La forma de entrar en el negocio residencial es muy variada. “Una forma habitual de incorporarse ha sido comprando deuda, cartera de la Sareb o de las inmobiliarias de la banca”, asegura Prieto. “Han sustituido a las antiguas promotoras”, añade. De hecho, de las pocas empresas que han sobrevivido a la crisis, algunas han recibido el impulso de los fondos. Es el caso de KKR en la cotizada Quabit –sucesora de la desaparecida Astroc– o de Chenavari mediante una alianza con Vía Célere. Por su parte, Kennedy Wilson y Värde son propietarios al 50% de Aliseda, el servicer de Popular, y el primero dispone además de un acuerdo estratégico con Renta Corporación. El fondo americano HIG también opera conjuntamente a la histórica Monthisa.

Los fondos se han encontrado casi como los únicos jugadores en los últimos meses en comprar suelos o reactivar la vivienda, a diferencia de otros segementos como el de oficinas o centros comerciales, donde la competencia es mayor.

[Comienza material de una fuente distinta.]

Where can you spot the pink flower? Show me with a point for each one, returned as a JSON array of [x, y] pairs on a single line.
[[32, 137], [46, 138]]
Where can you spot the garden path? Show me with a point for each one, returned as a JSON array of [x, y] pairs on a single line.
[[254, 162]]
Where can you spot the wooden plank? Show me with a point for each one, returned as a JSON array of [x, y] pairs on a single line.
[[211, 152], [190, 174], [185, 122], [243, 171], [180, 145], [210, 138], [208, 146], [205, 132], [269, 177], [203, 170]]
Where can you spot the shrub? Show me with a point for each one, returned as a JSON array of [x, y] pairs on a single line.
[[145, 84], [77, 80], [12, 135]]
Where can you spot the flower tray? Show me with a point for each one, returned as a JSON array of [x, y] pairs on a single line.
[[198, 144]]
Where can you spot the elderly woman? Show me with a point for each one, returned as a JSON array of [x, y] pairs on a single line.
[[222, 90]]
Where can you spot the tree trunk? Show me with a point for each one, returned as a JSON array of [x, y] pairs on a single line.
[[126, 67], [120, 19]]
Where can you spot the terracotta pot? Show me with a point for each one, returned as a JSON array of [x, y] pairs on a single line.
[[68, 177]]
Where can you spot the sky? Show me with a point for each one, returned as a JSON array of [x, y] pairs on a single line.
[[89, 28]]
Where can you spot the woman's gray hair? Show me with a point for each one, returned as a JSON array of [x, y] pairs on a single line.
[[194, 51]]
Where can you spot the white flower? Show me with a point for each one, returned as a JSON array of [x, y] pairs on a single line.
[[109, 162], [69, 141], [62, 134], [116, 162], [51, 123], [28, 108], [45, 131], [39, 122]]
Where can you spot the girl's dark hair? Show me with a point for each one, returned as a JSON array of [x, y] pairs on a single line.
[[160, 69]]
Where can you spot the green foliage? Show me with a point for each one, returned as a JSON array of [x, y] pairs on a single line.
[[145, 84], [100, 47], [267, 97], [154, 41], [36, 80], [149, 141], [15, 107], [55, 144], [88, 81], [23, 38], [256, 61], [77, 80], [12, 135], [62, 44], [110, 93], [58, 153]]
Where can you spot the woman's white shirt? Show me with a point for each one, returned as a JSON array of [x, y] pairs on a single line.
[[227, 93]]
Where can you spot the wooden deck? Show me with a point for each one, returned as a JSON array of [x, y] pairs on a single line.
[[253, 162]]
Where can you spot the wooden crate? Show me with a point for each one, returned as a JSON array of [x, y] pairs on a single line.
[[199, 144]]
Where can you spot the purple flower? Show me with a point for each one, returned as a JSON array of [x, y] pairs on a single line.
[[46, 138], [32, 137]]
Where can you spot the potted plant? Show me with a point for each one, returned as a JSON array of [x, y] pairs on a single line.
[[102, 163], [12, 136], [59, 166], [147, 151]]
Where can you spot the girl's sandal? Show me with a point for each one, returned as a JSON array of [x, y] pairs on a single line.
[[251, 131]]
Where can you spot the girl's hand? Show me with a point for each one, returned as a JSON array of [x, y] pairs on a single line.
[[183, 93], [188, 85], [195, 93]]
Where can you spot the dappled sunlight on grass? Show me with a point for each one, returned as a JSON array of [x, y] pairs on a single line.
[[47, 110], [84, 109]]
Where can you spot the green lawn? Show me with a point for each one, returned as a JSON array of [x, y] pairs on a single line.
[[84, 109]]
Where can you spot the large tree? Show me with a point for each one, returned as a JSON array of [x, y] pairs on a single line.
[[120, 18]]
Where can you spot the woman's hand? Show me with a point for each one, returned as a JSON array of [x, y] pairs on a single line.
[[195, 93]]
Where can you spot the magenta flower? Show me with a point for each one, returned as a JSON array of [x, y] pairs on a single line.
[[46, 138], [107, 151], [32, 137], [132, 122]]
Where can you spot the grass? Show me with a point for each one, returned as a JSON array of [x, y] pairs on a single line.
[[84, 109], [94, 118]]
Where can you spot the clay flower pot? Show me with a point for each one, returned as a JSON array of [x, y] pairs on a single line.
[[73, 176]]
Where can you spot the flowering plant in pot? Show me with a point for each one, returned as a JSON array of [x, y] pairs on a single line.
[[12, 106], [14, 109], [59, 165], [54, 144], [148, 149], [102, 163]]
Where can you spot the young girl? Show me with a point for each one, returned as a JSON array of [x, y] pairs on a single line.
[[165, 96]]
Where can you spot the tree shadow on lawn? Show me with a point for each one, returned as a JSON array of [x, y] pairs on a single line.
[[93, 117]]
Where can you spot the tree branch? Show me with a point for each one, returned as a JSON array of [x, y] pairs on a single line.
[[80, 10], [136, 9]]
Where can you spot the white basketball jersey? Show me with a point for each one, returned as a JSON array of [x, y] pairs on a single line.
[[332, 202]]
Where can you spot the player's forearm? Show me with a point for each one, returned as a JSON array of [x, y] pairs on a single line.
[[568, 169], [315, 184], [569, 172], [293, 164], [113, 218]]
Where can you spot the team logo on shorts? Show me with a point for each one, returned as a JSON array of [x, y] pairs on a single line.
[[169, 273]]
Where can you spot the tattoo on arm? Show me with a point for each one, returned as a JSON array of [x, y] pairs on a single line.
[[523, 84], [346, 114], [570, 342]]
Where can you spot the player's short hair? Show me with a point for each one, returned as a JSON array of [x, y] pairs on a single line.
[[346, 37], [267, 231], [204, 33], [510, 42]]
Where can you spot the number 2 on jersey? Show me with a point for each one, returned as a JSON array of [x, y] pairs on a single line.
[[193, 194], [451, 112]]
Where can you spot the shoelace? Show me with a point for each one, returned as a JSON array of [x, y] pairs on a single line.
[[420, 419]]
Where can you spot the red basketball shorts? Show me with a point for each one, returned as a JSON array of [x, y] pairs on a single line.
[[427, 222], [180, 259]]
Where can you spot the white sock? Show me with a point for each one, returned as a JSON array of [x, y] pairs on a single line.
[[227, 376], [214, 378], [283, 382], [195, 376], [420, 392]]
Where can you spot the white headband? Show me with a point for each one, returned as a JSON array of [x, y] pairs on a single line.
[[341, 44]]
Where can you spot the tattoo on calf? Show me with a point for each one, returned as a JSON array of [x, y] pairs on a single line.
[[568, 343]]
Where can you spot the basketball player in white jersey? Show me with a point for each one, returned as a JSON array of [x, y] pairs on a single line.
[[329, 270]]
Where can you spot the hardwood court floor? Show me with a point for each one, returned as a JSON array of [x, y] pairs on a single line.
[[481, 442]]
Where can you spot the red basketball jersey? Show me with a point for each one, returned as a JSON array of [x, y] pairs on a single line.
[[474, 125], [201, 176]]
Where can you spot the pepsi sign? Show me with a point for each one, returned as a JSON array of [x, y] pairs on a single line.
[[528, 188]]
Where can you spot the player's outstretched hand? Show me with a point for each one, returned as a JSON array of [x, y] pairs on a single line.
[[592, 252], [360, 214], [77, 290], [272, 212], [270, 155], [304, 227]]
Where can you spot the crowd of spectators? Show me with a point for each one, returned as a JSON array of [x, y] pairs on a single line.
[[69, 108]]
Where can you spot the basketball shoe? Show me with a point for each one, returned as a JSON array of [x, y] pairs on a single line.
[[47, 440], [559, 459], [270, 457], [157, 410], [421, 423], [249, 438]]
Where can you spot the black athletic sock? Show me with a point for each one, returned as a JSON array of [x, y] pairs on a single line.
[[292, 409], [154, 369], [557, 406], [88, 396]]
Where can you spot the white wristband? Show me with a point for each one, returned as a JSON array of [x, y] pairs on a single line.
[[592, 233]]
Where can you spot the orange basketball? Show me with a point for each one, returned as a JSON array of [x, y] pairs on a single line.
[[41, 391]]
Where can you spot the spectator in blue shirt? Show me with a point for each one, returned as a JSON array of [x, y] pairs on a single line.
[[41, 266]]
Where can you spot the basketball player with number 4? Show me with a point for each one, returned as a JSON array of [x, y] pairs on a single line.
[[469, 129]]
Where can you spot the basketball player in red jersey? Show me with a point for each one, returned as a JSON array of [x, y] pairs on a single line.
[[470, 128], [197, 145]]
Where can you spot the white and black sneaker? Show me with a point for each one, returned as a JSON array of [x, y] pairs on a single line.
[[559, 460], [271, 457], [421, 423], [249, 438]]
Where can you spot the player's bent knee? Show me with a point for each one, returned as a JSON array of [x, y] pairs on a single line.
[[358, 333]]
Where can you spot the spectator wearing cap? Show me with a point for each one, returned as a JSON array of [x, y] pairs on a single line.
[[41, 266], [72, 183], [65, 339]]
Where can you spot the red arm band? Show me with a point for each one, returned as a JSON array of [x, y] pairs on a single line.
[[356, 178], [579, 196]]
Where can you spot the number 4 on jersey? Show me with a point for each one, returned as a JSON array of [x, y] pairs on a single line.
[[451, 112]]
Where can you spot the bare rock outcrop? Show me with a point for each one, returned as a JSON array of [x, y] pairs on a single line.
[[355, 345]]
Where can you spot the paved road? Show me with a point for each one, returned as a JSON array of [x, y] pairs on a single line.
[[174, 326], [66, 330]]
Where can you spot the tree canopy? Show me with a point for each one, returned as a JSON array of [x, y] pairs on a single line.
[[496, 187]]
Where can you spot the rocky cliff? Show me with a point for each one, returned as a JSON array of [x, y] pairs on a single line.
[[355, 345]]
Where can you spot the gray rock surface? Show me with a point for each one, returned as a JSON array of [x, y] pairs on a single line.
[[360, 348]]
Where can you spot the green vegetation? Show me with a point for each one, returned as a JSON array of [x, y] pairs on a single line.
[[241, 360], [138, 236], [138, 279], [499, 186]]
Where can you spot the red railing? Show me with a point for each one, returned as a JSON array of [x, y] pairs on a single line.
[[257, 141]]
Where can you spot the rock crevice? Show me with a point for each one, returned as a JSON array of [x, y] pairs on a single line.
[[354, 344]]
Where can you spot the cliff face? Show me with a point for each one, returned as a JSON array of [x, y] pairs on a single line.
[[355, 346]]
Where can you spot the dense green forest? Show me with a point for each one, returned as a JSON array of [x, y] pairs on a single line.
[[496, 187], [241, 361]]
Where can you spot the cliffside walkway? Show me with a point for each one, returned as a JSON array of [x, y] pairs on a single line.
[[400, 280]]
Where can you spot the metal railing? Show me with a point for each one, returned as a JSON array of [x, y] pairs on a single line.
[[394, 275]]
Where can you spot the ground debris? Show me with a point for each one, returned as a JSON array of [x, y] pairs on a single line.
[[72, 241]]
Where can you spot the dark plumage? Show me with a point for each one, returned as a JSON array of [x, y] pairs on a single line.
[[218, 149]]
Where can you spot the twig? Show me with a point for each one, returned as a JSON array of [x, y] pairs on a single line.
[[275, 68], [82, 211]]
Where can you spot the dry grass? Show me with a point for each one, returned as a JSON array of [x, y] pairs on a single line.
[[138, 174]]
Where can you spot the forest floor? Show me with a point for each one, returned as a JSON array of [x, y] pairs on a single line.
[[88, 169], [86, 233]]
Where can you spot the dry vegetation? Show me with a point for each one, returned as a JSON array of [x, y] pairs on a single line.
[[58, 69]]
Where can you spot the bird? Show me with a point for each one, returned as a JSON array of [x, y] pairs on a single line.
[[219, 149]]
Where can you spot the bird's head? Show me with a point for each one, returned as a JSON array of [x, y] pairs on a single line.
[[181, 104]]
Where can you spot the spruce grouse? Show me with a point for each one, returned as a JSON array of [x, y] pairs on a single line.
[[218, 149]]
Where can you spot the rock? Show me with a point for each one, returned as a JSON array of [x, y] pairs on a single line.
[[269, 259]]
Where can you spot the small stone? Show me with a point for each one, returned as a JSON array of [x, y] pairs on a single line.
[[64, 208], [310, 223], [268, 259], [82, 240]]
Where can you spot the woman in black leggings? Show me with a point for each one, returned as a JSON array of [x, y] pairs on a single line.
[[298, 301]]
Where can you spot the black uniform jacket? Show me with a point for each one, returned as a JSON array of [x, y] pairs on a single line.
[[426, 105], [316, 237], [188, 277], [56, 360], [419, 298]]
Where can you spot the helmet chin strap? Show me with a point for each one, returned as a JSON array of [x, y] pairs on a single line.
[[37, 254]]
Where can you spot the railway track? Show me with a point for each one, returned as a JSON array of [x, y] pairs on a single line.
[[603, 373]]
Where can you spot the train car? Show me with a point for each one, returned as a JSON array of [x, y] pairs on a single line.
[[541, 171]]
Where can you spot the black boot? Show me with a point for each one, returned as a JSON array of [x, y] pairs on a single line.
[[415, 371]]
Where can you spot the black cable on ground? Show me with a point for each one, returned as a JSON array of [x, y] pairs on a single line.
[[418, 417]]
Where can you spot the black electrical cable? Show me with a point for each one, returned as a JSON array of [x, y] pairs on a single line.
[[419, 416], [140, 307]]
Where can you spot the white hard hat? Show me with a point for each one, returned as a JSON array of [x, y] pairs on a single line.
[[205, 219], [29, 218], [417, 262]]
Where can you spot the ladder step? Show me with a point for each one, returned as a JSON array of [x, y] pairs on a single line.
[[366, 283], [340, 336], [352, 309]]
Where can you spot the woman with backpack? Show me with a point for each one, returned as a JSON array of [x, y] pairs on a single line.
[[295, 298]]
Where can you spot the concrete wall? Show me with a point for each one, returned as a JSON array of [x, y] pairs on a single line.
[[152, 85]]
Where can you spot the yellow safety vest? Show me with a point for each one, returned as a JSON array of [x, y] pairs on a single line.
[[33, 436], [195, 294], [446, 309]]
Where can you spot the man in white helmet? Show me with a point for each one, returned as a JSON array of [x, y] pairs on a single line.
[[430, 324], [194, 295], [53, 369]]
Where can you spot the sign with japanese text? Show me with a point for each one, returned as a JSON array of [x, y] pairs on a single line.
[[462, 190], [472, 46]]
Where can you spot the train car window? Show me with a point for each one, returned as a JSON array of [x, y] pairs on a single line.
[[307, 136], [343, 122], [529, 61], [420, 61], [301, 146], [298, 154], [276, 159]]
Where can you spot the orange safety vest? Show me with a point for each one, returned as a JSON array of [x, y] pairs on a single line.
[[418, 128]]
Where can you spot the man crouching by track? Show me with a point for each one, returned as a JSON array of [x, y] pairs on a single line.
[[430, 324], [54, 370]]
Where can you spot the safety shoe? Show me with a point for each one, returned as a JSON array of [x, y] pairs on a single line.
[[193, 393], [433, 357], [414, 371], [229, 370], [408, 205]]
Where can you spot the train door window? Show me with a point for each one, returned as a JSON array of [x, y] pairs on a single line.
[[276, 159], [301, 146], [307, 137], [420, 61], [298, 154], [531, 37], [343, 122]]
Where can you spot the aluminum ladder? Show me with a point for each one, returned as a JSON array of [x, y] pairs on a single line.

Han inyectado capital a empresas dormidades desde la crisis y se han apoyado en el conocimiento local de los socios españoles.

“Buscan socios locales que les ayudan a desarrollar viviendas gracias al conocimiento del mercado”, apunta Jaime Pascual Sanchiz, director general ejecutivo de Aguirre Newman. Es el caso de Harbert Management Corporation, asociado a Momentum ReimPimco, que desarrolla junto a Lar España la promoción de lujo Lagasca 99; o el alemán Aquila Capital, asociado a Inmoglaciar. “Aparecerán más fondos, pero todos ellos necesitan un proceso de aprendizaje de varios años del mercado español antes de invertir”, cree el responsable de Aguirre Newman.

“Estas nuevas promotoras, junto con otras ya más maduras en el sector como Metrovacesa, Pryconsa, Via Célere o Aelca protagonizarán el nuevo ciclo inmobiliario residencial en España”, apunta Población, de CBRE. De hecho, las inmobiliarias supervivientes de la crisis, como Metrovacesa Promoción y Suelo –controlada ahora por Santander y BBVA– o Realia –en manos del magnate Carlos Slim– comienzan poco a poco con la obra nueva de viviendas, además de las más activas gestoras de cooperativas como Domo o Ibosa. Incluso el veterano Manuel Jove, antiguo dueño de Fadesa, ha regresado junto a BBVA para promover obra nueva.